Not only are Obama’s domestic priorities driving him in the wrong direction with China, perhaps even worse, he seeks the wrong answers from China even on national security issues. US policy on Iran’s and North Korea’s nuclear-weapons programs highlights this anomaly. Both former US president George W. Bush’s and the Obama administrations have allowed China to escape responsibility for stopping Pyongyang’s nuclear program, something it has the unique capacity to do, given the North’s reliance on China for energy, food and other critical resources.
Although China says it opposes a nuclear North Korea, it is unwilling to take tough measures because it fears even more the collapse of the Pyongyang regime and the possible reunification of the Korean Peninsula.
While eliminating North Korea would end Northeast Asia’s nuclear problem and lead to regional and international stability, China will not act for fear of enhancing the US position in the region.
By contrast, on Iran, we face a regime determined to acquire deliverable nuclear weapons, and undeterred by UN Security Council sanctions resolutions. Nonetheless, the Obama administration proclaims that a fourth set will somehow achieve what the first three have failed to do, despite China’s lack of support.

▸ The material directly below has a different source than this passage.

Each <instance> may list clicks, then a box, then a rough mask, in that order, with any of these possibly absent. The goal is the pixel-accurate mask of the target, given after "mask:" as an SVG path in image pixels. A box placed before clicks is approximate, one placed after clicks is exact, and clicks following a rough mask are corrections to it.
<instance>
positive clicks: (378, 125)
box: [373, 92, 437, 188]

Even if another resolution is adopted, would it have an impact? The near-certain answer is: “No.” Instead of begging China for support, the US should make its own decisions to do what is necessary to prevent what now looks almost inevitable absent an Israeli military strike: Iran with nuclear weapons.
Many people blame China for pursuing its national interests, but Beijing is just doing what comes naturally. The real question is why the US is not doing the same.
John Bolton, a former US ambassador to the UN, is a senior fellow at the American Enterprise Institute in Washington.